I liked when people called my name from across the park because my parties in college reached a certain level of influence and popularity. I did not like being pulled into a random dude's video, after being kicked in the head by several crowd surfers, at Warped Tour after Less Than Jake invited me on stage and I made out with a stranger, making me concert-famous for a day and a half. Whatever "just enough influence" to gratify me is, is somewhere between those examples. I like when people in my field have heard of me, because I take pride in my work and they know I don't fuck around. I don't necessarily like if people feel they have to "warn people" about me in advance of us meeting.
Every abstraction asks the same thing of you in order for it to make sense. Can you ask specific questions about how you feel or behave? Can you then answer those questions honestly? Is your family "healthy?" Yes and no, it's not a good or specific question. Do you respond appropriately to the asks or demands of any given member? Now we're getting somewhere. If your mom's anxiety provokes yours indefinitely, your behavior relative to hers probably needs to change. If you find yourself making excuses and acting in fear when you think on one or more of your dynamics, ding ding ding, you've found a relationship to explore! Almost no one "gets away" from the pool of relationships and habits that groomed them. Why? Well, who's bothering to ask the questions, and when has the cultural influence ever trended towards real honesty more than performative "realness?"
I'm not suggesting you need to be "too blunt" or lay every grievance you've ever had out. I'm saying you can measure the relative "health" of your behavior, environment, and words in these kinds of conversations with yourself. If I didn't get my ass up and do things regularly in service to my other goals, feeling bad about myself and uncontrollably drawn in, I'd have a TV problem. If I surrounded myself with people who make me feel like shit or practiced apologetics for abusive dynamics I have a hard time recognizing, I'd need to work on getting myself as relatively isolated and refocused as I currently am. My goals for the business, my land, or my relationships are all subject to the same scrutiny and can become problems in complicated ways the less I bother to identify patterns and evaluate how I feel.

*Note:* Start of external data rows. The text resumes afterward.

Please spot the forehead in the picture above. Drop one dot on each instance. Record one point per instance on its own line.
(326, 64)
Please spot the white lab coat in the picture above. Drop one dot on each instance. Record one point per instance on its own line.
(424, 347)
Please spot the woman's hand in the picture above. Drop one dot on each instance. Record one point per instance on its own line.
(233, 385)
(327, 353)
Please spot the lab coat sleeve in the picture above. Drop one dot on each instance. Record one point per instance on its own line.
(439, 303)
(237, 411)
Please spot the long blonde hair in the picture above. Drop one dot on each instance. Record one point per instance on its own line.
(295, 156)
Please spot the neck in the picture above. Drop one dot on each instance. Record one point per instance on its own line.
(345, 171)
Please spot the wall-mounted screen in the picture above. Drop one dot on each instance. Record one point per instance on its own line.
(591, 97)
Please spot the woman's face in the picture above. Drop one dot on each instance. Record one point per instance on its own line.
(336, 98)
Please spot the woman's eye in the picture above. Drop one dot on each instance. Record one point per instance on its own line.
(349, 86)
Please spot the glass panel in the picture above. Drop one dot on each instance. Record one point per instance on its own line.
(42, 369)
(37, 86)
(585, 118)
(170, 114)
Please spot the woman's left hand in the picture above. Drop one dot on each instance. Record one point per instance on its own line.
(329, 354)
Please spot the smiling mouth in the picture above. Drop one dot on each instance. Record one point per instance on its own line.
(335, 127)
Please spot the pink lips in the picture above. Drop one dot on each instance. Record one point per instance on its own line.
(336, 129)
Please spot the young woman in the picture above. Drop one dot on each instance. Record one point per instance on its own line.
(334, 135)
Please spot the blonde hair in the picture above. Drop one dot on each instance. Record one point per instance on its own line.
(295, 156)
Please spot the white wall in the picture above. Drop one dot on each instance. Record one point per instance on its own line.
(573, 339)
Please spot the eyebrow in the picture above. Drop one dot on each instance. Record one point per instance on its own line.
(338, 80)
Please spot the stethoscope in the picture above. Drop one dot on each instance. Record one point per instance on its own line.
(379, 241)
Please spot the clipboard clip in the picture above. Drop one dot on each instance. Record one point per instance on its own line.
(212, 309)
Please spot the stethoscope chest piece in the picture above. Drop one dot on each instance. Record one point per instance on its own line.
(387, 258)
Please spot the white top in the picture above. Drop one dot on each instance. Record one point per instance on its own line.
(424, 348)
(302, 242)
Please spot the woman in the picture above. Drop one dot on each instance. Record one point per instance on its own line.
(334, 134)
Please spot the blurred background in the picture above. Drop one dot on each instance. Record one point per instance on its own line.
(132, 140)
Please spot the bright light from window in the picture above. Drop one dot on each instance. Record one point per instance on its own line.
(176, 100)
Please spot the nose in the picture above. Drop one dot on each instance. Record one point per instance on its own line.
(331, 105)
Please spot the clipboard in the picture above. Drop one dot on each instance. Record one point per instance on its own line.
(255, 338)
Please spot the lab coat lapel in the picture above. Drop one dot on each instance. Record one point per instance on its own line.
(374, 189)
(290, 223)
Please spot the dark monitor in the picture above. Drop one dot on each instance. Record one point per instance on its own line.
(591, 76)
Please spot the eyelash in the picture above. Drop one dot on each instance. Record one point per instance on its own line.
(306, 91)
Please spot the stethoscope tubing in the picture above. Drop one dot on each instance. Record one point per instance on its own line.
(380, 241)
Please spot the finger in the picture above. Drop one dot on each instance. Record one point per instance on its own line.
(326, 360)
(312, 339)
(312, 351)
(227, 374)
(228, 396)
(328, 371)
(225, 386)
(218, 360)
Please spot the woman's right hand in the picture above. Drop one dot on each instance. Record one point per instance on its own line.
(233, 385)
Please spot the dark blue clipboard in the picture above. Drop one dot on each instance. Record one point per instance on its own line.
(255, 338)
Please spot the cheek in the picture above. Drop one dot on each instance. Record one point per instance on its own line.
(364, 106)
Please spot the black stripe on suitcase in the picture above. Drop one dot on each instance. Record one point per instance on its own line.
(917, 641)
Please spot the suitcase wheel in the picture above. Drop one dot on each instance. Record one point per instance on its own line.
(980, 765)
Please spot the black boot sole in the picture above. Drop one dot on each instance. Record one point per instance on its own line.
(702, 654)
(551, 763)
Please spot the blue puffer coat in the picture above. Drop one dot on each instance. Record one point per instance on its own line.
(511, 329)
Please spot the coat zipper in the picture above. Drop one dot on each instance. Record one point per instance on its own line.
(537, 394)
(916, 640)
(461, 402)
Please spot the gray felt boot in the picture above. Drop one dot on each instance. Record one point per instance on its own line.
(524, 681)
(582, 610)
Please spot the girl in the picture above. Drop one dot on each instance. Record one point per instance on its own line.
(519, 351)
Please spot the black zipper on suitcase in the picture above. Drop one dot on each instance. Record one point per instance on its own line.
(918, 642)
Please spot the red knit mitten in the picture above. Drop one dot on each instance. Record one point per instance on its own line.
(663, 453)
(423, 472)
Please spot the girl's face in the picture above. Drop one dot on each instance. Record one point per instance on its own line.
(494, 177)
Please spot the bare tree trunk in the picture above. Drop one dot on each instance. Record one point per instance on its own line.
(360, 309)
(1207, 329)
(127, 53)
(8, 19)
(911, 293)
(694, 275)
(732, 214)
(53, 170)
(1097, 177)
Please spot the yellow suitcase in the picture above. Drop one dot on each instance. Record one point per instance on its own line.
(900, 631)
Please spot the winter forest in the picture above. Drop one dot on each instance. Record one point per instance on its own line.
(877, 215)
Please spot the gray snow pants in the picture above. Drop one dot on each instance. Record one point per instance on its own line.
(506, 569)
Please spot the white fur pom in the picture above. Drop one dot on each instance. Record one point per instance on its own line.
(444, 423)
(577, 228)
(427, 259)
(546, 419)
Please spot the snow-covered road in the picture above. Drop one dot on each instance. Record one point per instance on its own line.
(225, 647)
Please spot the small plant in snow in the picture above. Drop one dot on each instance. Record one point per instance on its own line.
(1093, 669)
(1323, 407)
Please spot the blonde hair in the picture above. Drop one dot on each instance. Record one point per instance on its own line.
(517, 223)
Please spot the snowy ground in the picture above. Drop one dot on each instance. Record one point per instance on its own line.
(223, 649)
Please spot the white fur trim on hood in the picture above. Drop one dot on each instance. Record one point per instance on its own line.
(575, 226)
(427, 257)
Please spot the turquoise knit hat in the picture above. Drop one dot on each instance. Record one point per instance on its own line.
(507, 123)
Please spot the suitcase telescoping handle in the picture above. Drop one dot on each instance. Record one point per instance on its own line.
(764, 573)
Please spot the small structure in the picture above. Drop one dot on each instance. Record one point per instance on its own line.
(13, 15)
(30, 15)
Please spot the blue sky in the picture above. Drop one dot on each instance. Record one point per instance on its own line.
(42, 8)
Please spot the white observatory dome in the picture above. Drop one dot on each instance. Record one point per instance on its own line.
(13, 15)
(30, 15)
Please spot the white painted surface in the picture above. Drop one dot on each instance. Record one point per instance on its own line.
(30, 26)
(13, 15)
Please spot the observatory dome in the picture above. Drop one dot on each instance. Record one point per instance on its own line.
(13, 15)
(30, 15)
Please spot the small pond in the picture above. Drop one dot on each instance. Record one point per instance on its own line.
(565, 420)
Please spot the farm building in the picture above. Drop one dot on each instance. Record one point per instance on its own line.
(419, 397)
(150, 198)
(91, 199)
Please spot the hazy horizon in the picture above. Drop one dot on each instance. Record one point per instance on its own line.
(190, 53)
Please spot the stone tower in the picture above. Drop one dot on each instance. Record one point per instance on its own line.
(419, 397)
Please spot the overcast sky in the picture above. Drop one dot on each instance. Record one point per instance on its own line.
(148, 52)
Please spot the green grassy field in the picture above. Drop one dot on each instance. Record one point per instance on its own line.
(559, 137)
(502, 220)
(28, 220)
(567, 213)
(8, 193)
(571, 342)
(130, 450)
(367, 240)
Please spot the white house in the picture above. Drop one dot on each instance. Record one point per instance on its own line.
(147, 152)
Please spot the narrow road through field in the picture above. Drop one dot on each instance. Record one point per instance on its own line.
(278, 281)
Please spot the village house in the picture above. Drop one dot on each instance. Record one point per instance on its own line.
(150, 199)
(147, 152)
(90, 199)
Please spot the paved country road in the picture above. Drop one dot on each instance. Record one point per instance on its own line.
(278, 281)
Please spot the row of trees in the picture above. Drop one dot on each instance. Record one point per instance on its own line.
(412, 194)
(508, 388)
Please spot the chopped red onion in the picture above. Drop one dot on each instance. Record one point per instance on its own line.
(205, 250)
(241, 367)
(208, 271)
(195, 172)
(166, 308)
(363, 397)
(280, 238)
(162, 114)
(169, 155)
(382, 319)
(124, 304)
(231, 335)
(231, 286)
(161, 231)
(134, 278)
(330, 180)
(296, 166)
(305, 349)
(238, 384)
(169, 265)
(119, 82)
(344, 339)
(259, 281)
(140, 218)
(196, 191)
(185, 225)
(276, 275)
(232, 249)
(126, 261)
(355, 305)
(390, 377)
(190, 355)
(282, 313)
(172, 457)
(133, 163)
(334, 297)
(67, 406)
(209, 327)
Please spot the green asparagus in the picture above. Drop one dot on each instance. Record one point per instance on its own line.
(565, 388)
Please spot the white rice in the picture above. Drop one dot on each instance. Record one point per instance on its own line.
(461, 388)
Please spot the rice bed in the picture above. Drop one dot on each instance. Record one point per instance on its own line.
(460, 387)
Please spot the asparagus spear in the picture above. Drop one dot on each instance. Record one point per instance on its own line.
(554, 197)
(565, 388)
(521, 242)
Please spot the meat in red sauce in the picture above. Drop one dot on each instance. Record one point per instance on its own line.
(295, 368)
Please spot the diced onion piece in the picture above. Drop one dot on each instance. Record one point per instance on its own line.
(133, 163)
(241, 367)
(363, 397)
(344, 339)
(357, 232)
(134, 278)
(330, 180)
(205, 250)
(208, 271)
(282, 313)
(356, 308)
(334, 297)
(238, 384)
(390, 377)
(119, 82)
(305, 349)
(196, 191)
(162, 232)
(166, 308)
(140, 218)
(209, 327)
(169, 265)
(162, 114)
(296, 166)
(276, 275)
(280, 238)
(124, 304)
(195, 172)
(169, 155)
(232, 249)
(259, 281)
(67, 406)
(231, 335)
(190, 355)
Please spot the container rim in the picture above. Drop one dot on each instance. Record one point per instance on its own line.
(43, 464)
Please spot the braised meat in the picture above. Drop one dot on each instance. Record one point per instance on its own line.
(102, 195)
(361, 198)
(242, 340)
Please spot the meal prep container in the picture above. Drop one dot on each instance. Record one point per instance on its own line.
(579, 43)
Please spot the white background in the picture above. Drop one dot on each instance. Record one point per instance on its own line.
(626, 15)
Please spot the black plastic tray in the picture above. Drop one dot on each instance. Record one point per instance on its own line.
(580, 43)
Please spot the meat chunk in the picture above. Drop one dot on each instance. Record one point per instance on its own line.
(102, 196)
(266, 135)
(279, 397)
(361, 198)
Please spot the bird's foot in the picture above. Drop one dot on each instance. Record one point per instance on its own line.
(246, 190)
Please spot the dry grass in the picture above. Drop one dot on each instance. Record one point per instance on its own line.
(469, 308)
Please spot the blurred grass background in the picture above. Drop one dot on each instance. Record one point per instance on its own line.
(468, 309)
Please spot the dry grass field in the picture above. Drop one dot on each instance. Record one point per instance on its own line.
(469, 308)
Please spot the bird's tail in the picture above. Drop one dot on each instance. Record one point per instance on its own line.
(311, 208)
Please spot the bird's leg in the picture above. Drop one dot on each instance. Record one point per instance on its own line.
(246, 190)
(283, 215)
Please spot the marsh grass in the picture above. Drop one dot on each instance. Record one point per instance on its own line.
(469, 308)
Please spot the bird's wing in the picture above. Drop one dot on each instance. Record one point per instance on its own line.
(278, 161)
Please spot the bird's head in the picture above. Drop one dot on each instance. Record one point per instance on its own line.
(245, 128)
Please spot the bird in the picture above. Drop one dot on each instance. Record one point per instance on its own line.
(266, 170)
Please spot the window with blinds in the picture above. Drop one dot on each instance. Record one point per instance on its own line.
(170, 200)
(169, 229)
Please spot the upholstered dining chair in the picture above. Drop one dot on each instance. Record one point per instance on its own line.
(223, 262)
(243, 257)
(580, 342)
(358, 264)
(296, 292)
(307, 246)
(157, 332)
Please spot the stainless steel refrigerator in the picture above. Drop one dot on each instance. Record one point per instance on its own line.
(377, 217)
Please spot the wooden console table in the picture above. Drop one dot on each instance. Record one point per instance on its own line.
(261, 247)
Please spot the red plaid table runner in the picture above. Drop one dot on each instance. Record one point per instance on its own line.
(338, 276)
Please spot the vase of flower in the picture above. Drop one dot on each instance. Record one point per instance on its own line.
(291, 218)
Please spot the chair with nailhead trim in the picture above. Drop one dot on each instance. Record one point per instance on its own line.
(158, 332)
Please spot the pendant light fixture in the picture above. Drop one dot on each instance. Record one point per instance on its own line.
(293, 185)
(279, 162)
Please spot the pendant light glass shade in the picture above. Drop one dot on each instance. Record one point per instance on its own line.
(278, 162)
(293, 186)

I don't think it's healthy to seek attention for its own sake. Functionally begging for codepency erases the path to being accountable for what you're putting out and whether you can navigate the attention it is attracting. It strikes me as emotionally immature. It's healthy for a baby to scream for "no reason," not you. I don't think it's healthy to treat a performance, which all social media is, as "normal," cramming the connotative baggage of "good" and "healthy" and "obviously so" into the weight of its consequences. It's healthy to share things that make you laugh, or think, or that you're proud of, but not when it's compulsive or you feel unduly obligated. Most of Prince's music sucks, and has gone unreleased. He's a dead drug addict. If you're moved to conflate his fame and influence with his health, you might have his same problem. The walking dead are still walking, getting those steps in!